Well not much of a design problem. More of an aesthetic problem.

Right now, I've got tanks in Faction Wars (I've had them for a good week or two)... However, My current vehicle moving system gets a little clunky when the vech moves too quickly...

Right now, whenever the move() is called, it loops through every single "piece object" that belongs to the tank. Of course, it loops through the ones facing front first. In the loop, it turns the object and relocates it as necessary. But, these objects are the graphical part (and the dense!) of the tank... So if the tank's moving too quickly, you're going to have some pieces of the tank moving graphically faster than others.

Shadowdarke (and I think one other person) recommended that I use overlays for the graphical part of the tank instead of 30+ objects... but I wanted a larger opinion first.
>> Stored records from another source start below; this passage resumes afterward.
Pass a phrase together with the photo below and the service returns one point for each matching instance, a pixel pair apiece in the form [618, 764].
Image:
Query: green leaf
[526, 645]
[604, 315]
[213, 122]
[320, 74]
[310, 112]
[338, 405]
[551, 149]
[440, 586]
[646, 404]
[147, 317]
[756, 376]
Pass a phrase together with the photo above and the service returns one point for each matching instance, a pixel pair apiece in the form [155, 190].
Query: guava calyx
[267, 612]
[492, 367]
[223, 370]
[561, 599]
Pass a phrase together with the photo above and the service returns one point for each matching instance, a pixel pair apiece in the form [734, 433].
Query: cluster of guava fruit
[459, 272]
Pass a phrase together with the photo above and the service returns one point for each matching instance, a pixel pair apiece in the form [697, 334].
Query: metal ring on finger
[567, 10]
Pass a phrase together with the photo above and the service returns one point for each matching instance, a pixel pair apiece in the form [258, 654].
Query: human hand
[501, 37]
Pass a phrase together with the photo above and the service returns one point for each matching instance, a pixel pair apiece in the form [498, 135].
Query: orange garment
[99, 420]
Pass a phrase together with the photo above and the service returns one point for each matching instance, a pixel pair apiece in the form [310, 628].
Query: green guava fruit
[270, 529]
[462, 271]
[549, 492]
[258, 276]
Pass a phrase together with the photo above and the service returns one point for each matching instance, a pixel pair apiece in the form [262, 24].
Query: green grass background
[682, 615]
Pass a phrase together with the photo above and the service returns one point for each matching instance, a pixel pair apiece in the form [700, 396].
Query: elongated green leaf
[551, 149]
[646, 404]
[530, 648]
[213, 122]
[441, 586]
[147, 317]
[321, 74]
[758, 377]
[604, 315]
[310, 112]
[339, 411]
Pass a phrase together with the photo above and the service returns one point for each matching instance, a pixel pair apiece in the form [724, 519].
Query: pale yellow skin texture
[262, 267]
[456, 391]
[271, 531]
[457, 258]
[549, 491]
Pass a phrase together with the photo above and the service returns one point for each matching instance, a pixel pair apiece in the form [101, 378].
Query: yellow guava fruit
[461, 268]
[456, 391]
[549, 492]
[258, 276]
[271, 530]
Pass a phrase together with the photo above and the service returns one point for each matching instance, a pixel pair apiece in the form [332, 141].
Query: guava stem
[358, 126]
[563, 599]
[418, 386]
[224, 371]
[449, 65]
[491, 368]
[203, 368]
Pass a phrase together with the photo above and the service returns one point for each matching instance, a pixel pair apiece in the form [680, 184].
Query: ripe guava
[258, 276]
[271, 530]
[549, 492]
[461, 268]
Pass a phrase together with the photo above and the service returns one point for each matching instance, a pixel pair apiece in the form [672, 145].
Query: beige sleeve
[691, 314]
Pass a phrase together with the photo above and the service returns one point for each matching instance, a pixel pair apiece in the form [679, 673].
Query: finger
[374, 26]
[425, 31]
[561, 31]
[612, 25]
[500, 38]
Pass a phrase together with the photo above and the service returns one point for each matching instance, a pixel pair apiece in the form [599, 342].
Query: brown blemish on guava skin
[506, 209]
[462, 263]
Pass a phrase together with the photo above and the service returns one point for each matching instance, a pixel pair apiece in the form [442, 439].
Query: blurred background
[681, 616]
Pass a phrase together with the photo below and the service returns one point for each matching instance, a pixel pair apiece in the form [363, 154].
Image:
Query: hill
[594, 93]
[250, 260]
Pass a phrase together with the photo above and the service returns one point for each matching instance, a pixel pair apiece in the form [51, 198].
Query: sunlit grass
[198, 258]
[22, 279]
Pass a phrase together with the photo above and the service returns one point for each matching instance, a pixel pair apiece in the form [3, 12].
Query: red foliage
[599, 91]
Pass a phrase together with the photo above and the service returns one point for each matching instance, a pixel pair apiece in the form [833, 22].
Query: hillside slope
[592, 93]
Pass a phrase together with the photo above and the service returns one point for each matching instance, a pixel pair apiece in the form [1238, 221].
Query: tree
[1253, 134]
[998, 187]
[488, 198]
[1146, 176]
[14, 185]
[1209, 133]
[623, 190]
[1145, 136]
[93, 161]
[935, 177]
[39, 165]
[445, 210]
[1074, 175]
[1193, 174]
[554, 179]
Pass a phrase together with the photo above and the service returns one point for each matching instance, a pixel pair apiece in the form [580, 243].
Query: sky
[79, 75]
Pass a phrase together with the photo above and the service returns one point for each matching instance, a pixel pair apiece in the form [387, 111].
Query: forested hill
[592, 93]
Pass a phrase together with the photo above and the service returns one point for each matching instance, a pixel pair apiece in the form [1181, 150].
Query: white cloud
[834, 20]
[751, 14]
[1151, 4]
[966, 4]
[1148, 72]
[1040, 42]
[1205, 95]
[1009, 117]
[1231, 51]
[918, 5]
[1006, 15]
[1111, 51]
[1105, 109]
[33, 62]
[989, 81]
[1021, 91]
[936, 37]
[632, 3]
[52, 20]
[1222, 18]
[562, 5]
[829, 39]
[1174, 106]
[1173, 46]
Doing the overlays would mean I have to completely redo the movement of the tanks... or at least heavily modify it... and I'm lazy. =p
You definately have to make them overlays. Setting animate_movement to 3 won't work most of the time, and everything else is even more clunky. You're best off drawing the tank using overlays, but adding dense objects to block people's movement.
In response to Crashed
I didn't do the animate_movement = 3 in the first place. =p
Thanks for the feedback.
D4RK3 54B3R wrote:
Doing the overlays would mean I have to completely redo the movement of the tanks... or at least heavily modify it... and I'm lazy. =p

Not at all. Keep the extra objects there to ensure density is preserved properly, just don't display any icon for them. (icon = null) Your movement system would require no modification.

There is one problem with using an overlay based system. The overlays do not appear if the atom they are attached to is not in view. If that base atom is in the center of a 5x5 tile object, two rows of the object could be on screen and still be undisplayed. When the center atom (base of all the overlays) comes onto the visible map, 3 rows suddenly appear. If you use opaque objects in the game, you could walk around a corner to suddenly find a tank literally on top of you.

I don't think you use opacity in your game, so that's one concern you neadn't worry about. It's up to you if popping into view is better than movement breaking apart. Personally, I think it is.
In response to Shadowdarke
Yeah I noticed this when I last hosted. It really doesn't seem that bad... and sometimes it does get displayed when the center object is off-screen.

Also, I already made the change from object based to overlays.
Next step, creating 8 to 16 direction turrets. Whoo! Time for polar coordinates and pixel offsets.